3. Downsizing Maintenance
When we moved from CA, we went from a 7,000 sqft lot, to 3+ acres of land in North Kohala. While we loved the urban privacy, maintaining 3+acres of land was a LOT of work, especially compared to what we had left behind. Then we moved onto a 15,000+ sqft land in the wonderful neighborhood of Puako Beach where we have enjoyed getting to know our neighbors, proximity to the ocean, and quiet, dark evenings. However, 15,000 sqft of land is about 1/3rd of an acre and still requires maintenance (especially since we never developed the second home on the property) in the form of planting, watering, trimming, mowing, and picking up all the various fruits, nuts, and leaves that fall to the ground.
Don’t get me wrong — we’ve thoroughly enjoyed growing our own papayas, bananas, mango, lemons, limes, tangerines, pineapple, herbs, plumeria, hibiscus, etc., but we are not gardeners by nature or profession and the time has come for us to enjoy the fruits of someone else’s labors, instead of our own. We are ready to downsize our land area and maintenance. This will allow us the freedom to travel more internationally, for longer periods of time, and not worry about yard upkeep and house maintenance.
Of course, there are other reasons why this is a good time to sell our beloved Puako Beach cottage.
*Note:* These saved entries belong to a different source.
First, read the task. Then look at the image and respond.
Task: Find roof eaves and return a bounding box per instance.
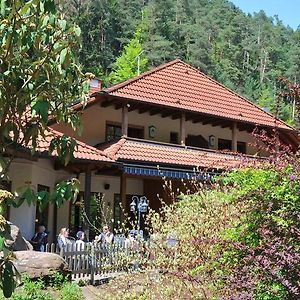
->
[103,94,290,131]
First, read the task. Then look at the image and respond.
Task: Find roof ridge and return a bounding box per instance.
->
[102,137,127,160]
[178,60,294,131]
[103,59,182,94]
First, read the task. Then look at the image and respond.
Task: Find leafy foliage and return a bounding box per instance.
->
[0,275,84,300]
[143,159,300,299]
[59,282,84,300]
[109,30,148,84]
[0,0,88,296]
[0,0,90,174]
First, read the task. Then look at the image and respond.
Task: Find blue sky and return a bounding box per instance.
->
[231,0,299,30]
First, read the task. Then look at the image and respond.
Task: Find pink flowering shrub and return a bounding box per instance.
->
[146,158,300,299]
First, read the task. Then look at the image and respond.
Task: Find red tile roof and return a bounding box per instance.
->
[103,60,292,131]
[100,137,253,170]
[35,127,113,163]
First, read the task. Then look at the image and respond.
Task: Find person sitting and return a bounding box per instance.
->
[98,225,114,246]
[57,228,72,251]
[124,231,136,251]
[30,225,48,252]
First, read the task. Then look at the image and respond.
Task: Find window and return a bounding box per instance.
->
[218,139,232,151]
[218,139,247,154]
[113,194,146,231]
[237,141,246,154]
[106,122,144,141]
[69,192,103,240]
[128,126,144,139]
[35,185,50,229]
[186,135,209,148]
[170,132,178,144]
[106,124,122,142]
[69,193,82,235]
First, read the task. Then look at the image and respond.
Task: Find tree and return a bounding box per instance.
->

As it is for most sellers in Hawai’i, this was not an easy decision to make, and it took a lot of effort over a number of months to “neutralize” and depersonalize a space that has been our home for almost two decades. But we are ready and excited to welcome the new owners and caretakers of this ‘aina, who will love it and create as many wonderful memories as we’ve been fortunate to have, and will carry with us to our next adventure.